Some members of Congress like their staffs lean. Representative William H. Natcher, a Kentucky Democrat who oversees billions of dollars as chairman of the Appropriations Subcommittee on Labor, Health and Human Services and Education, is parsimonious, with a personal staff of only eight. Their salaries range from about $16,000 to $33,000 a year. Mr. Natcher spends about $200,000 a year on his personal staff, less than half a member's allotment of $475,000.

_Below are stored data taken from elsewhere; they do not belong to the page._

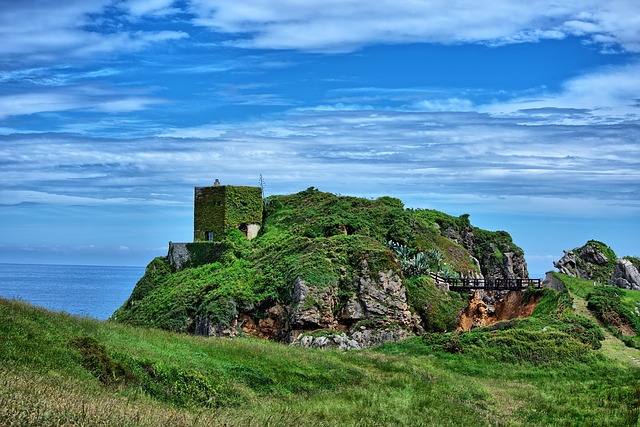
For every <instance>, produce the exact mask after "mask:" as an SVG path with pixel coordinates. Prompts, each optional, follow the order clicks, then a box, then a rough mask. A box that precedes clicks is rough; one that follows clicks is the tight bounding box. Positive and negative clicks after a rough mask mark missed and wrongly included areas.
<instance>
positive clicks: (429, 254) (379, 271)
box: [112, 188, 524, 333]
mask: <svg viewBox="0 0 640 427" xmlns="http://www.w3.org/2000/svg"><path fill="white" fill-rule="evenodd" d="M468 230H473V236H475V237H473V239H475V240H473V242H471V241H470V242H467V243H468V246H473V248H474V251H472V253H470V252H469V250H468V249H467V248H466V247H465V246H464V245H463V244H462V243H463V241H464V240H465V239H467V240H469V238H470V237H469V236H470V235H469V234H465V233H466V232H467V231H468ZM465 236H466V237H465ZM220 247H221V248H223V249H222V254H221V256H220V257H219V258H218V259H217V260H215V262H211V263H209V264H205V265H201V266H196V267H193V268H187V269H185V270H182V271H172V270H171V267H170V266H169V263H168V262H167V260H166V259H165V258H157V259H155V260H153V261H152V262H151V263H150V264H149V266H148V267H147V271H146V274H145V276H144V277H143V278H142V279H141V280H140V282H139V283H138V284H137V286H136V288H135V289H134V291H133V293H132V295H131V297H130V298H129V299H128V301H126V302H125V303H124V304H123V306H122V307H121V308H120V309H119V310H118V311H117V312H116V313H114V315H113V317H112V318H113V320H117V321H119V322H123V323H128V324H131V325H139V326H152V327H157V328H162V329H166V330H171V331H176V332H192V333H193V332H195V331H196V329H197V327H198V326H197V325H199V324H202V323H199V320H200V321H201V320H202V319H206V320H207V321H210V322H209V323H210V324H213V325H215V327H216V328H218V329H220V330H224V329H225V328H229V327H233V326H232V325H234V324H235V322H236V321H238V316H239V315H243V316H245V315H246V316H248V317H250V318H251V319H252V321H254V322H255V323H256V324H258V323H259V321H260V320H261V319H263V318H264V317H265V316H266V312H267V311H268V310H269V309H270V308H272V307H274V306H276V305H282V306H286V307H288V308H289V309H290V310H289V312H291V305H292V295H293V285H294V282H295V281H296V279H298V278H299V279H301V280H303V281H304V282H305V283H306V284H307V285H308V286H310V287H312V288H314V289H336V291H335V293H336V294H337V297H336V299H337V301H336V302H335V304H334V305H333V306H330V307H323V306H322V304H316V305H318V307H319V309H328V310H329V311H333V313H340V312H341V311H342V310H343V309H345V308H346V307H347V304H348V303H349V301H353V300H354V299H357V298H354V296H356V294H357V292H358V287H359V285H360V283H361V279H362V277H363V269H364V267H363V265H365V264H364V263H366V268H367V269H368V271H370V272H372V276H373V277H377V274H378V272H392V273H393V274H394V275H397V277H401V278H402V281H403V285H404V286H405V288H406V289H407V301H408V304H409V306H410V307H409V309H410V310H411V312H412V313H415V314H417V315H418V316H419V317H420V319H421V327H423V328H425V329H427V330H430V331H444V330H451V329H452V328H453V327H454V326H455V325H454V322H455V316H456V313H457V311H458V309H459V308H460V307H461V305H462V304H463V300H462V298H461V297H460V296H459V295H457V294H446V293H438V291H437V289H436V288H435V286H434V285H433V283H432V282H431V279H430V278H429V272H434V273H435V272H437V273H439V274H441V275H458V274H460V273H462V274H465V275H467V274H474V273H479V267H478V266H477V265H476V262H475V261H474V257H476V258H478V259H481V260H482V262H483V263H484V264H485V265H487V266H491V268H492V269H494V270H500V268H499V267H498V266H499V265H501V264H502V263H503V262H504V260H503V252H510V253H513V254H515V256H518V257H520V258H521V259H522V260H523V259H524V258H522V255H523V253H522V250H521V249H520V248H518V247H517V246H516V245H515V244H513V242H512V240H511V237H510V236H509V235H508V233H506V232H503V231H498V232H490V231H486V230H481V229H475V228H473V227H471V224H470V222H469V218H468V216H467V215H463V216H461V217H452V216H449V215H446V214H444V213H441V212H437V211H432V210H411V209H405V208H404V206H403V204H402V202H401V201H400V200H398V199H395V198H391V197H380V198H378V199H376V200H369V199H364V198H357V197H348V196H337V195H335V194H331V193H325V192H321V191H318V190H316V189H314V188H309V189H307V190H305V191H302V192H300V193H297V194H292V195H287V196H272V197H270V198H268V199H267V200H266V201H265V217H264V222H263V227H262V230H261V232H260V235H259V236H258V237H257V238H256V239H254V240H252V241H248V240H247V239H246V238H245V237H244V236H243V235H242V233H240V232H239V231H237V230H233V229H229V230H227V232H226V233H225V236H224V243H223V244H222V245H221V246H220ZM522 272H523V269H518V274H522ZM304 304H307V305H309V306H312V305H313V304H314V301H313V300H312V298H309V299H308V300H306V301H305V302H304ZM332 304H333V302H332ZM365 320H371V319H369V318H367V319H365ZM346 326H349V327H350V326H351V325H346ZM405 327H406V325H405Z"/></svg>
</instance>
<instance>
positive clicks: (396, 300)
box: [288, 260, 414, 348]
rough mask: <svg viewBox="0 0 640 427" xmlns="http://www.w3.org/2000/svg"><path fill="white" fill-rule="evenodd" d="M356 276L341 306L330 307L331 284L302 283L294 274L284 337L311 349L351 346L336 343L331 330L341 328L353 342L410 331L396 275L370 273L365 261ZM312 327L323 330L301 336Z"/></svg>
mask: <svg viewBox="0 0 640 427" xmlns="http://www.w3.org/2000/svg"><path fill="white" fill-rule="evenodd" d="M357 281H358V289H357V292H354V293H353V294H352V295H350V296H349V298H348V300H347V302H346V304H344V306H343V308H342V309H341V310H336V307H337V306H338V301H339V295H338V288H337V287H328V288H322V287H317V286H315V287H314V286H308V285H307V284H306V283H305V282H304V281H303V280H301V279H300V278H298V279H296V282H295V283H294V295H293V303H292V305H291V317H290V325H291V329H292V330H291V334H290V336H289V339H288V341H289V342H292V343H298V344H300V345H303V346H307V347H309V346H311V347H316V348H324V347H325V346H337V347H339V348H342V347H345V346H347V347H348V348H355V347H354V346H353V345H351V344H349V343H347V342H337V341H336V340H337V339H338V338H336V337H337V335H335V333H334V332H333V331H341V332H343V333H344V334H345V337H347V338H348V340H351V341H353V342H355V343H357V345H358V347H371V346H372V345H376V344H380V343H383V342H386V341H397V340H399V339H403V338H406V337H408V336H409V335H411V330H412V328H413V326H414V319H413V318H412V315H411V312H410V311H409V305H408V304H407V295H406V292H407V291H406V288H405V287H404V285H403V284H402V279H401V277H400V275H399V274H398V273H397V272H395V271H393V270H390V271H379V272H376V273H374V274H372V273H371V272H370V271H369V266H368V263H367V261H366V260H365V261H363V263H362V266H361V273H360V275H359V277H358V280H357ZM317 329H326V330H327V334H326V335H324V336H323V335H318V336H316V337H315V338H314V339H313V340H310V336H309V335H308V334H307V335H305V333H308V332H310V331H314V330H317ZM320 338H325V339H320ZM303 340H304V341H303ZM334 344H335V345H334Z"/></svg>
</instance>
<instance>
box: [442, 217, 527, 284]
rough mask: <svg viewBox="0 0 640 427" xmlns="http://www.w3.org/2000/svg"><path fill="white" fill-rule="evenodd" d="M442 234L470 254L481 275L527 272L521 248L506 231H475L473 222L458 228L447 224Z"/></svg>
mask: <svg viewBox="0 0 640 427" xmlns="http://www.w3.org/2000/svg"><path fill="white" fill-rule="evenodd" d="M444 234H445V235H446V236H447V237H448V238H449V239H451V240H453V241H454V242H456V243H458V244H460V245H461V246H462V247H464V248H465V249H466V250H467V251H468V252H469V254H471V258H472V260H473V262H474V264H476V265H478V266H479V268H480V271H481V272H482V276H483V277H484V278H486V279H516V278H527V277H528V276H529V272H528V271H527V261H526V260H525V258H524V252H523V251H522V249H520V248H519V247H518V246H516V245H514V244H513V242H512V240H511V236H509V234H508V233H505V232H501V231H498V232H492V233H487V232H486V231H484V230H481V231H480V233H478V232H477V230H476V229H475V228H474V227H473V226H471V225H468V226H467V227H466V228H464V229H462V230H460V231H457V230H455V229H454V228H452V227H449V228H446V229H445V230H444ZM479 234H482V235H479ZM487 236H490V237H487Z"/></svg>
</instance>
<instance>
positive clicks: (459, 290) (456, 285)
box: [431, 274, 542, 291]
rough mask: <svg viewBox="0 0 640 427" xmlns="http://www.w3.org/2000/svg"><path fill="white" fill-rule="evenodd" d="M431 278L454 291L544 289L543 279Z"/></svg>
mask: <svg viewBox="0 0 640 427" xmlns="http://www.w3.org/2000/svg"><path fill="white" fill-rule="evenodd" d="M431 277H432V278H433V279H434V280H435V282H436V283H446V284H447V285H449V289H451V290H452V291H470V290H478V289H484V290H491V291H502V290H522V289H526V288H528V287H529V286H533V287H534V288H541V287H542V279H473V278H468V277H463V278H450V277H443V276H440V275H438V274H432V275H431Z"/></svg>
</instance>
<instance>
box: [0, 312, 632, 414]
mask: <svg viewBox="0 0 640 427" xmlns="http://www.w3.org/2000/svg"><path fill="white" fill-rule="evenodd" d="M544 321H545V320H544V318H539V319H537V320H536V321H535V322H542V323H544ZM535 322H534V323H531V324H532V325H539V323H535ZM540 324H541V323H540ZM535 327H536V328H537V327H538V326H535ZM536 333H537V332H536V331H530V334H534V335H533V336H537V335H535V334H536ZM489 334H490V333H489ZM510 342H511V341H508V342H507V343H510ZM514 342H515V341H514ZM490 343H491V341H490V340H488V341H487V344H486V345H487V346H490V345H491V344H490ZM525 344H526V343H523V344H522V345H525ZM555 345H558V344H557V343H556V344H555ZM572 345H574V346H575V345H578V344H575V343H574V344H572ZM500 348H501V349H502V350H501V351H508V349H507V350H505V347H500ZM630 350H631V349H630ZM492 351H494V352H493V353H492V352H491V351H489V347H487V351H486V352H484V351H483V349H482V347H476V350H474V351H469V352H453V353H452V352H447V351H437V350H434V349H433V348H432V347H431V346H428V345H425V342H424V341H423V340H421V339H420V338H414V339H410V340H407V341H404V342H401V343H396V344H387V345H385V346H382V347H380V348H377V349H373V350H367V351H357V352H334V351H316V350H309V349H301V348H295V347H289V346H286V345H283V344H278V343H274V342H269V341H264V340H258V339H252V338H239V339H211V338H200V337H195V336H190V335H181V334H176V333H170V332H165V331H160V330H153V329H144V328H135V327H129V326H123V325H119V324H114V323H110V322H98V321H94V320H90V319H83V318H77V317H73V316H69V315H66V314H60V313H52V312H48V311H46V310H43V309H39V308H34V307H31V306H29V305H27V304H24V303H21V302H14V301H7V300H0V425H3V426H5V425H7V426H12V425H16V426H22V425H25V426H26V425H34V426H36V425H37V426H53V425H56V426H57V425H113V426H128V425H129V426H145V425H148V426H158V425H160V426H162V425H167V426H169V425H170V426H194V425H198V426H199V425H203V426H208V425H212V426H236V425H237V426H245V425H246V426H269V425H271V426H423V425H424V426H487V425H489V426H492V425H493V426H549V425H558V426H588V425H593V426H596V425H598V426H603V425H604V426H626V425H637V419H638V408H639V404H640V370H639V369H637V368H636V367H635V366H634V365H633V364H630V363H628V361H627V360H625V359H624V357H614V358H610V357H608V356H607V352H608V351H610V350H609V349H608V348H605V347H604V346H603V349H601V350H597V351H594V350H588V354H587V355H586V356H584V357H580V358H579V359H571V358H570V357H560V356H557V358H556V359H555V360H550V361H546V362H544V363H531V362H530V361H524V360H523V361H520V362H515V363H514V362H513V361H510V362H505V361H501V360H497V359H496V358H495V357H494V354H495V349H494V350H492ZM620 351H622V352H624V351H625V350H620ZM550 354H558V355H562V354H565V353H563V352H557V353H550ZM567 354H569V353H567ZM505 360H507V359H505Z"/></svg>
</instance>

On the Senate side, where expenditures are based on state population, Senator Alan Cranston, Democrat of California, spends more than $2 million a year on his personal staff.
Major Role on a Bill
Staff members can influence bills as well as merely write them. Gwen Gampel recalled that in 1987, as an aide to Representative Pete Stark, she played a major role in shaping the catastrophic health insurance bill. The California Democrat, as chairman of the Ways and Means Subcommittee on Health, had asked her to take the lead in writing the bill.
"I talked to everybody from academic types at Harvard to all the interest groups, and put together a bill for the Congressman," Ms. Gampel said. "Everything I put together on the benefits side he approved," she added, noting that it was adopted by Congress and signed by the President with but one major addition: a prescription drug benefit.
However, the bill created a furor among older Americans, who resented paying for the additional coverage, and Congress repealed it the following year. Ms. Gampel is now a lobbyist on health care issues. Giving Credit
Senator Moynihan attributes the success of his 1988 welfare reform bill to Ms. Burke, Mr. Dole's aide, who worked out an agreement on the workfare provision and said that "the key was to make it seem not onerous."
"There wouldn't be a bill without her," Mr. Moynihan said. "She took a subject about which her side of the aisle was anxious, and some things they didn't like got fixed, thanks to her."
"She can say to a senator: 'There's nothing in here any longer that would trouble you -- you can vote for this bill.' " Mr. Moynihan continued. "That's coinage on the Senate floor."
Senator Dole said, "Senators would rather talk to her than to me," adding, "She's in the middle of everything." Says Ms. Burke of her boss: 'I've never had him undercut me, and say, 'That's not a deal I'm going to buy.' "
Ms. Burke, the ultimate Congressional aide, has had her two children when Congress was not in session, and expects to have her third around Thanksgiving Day.
"I only have them during recesses," she said.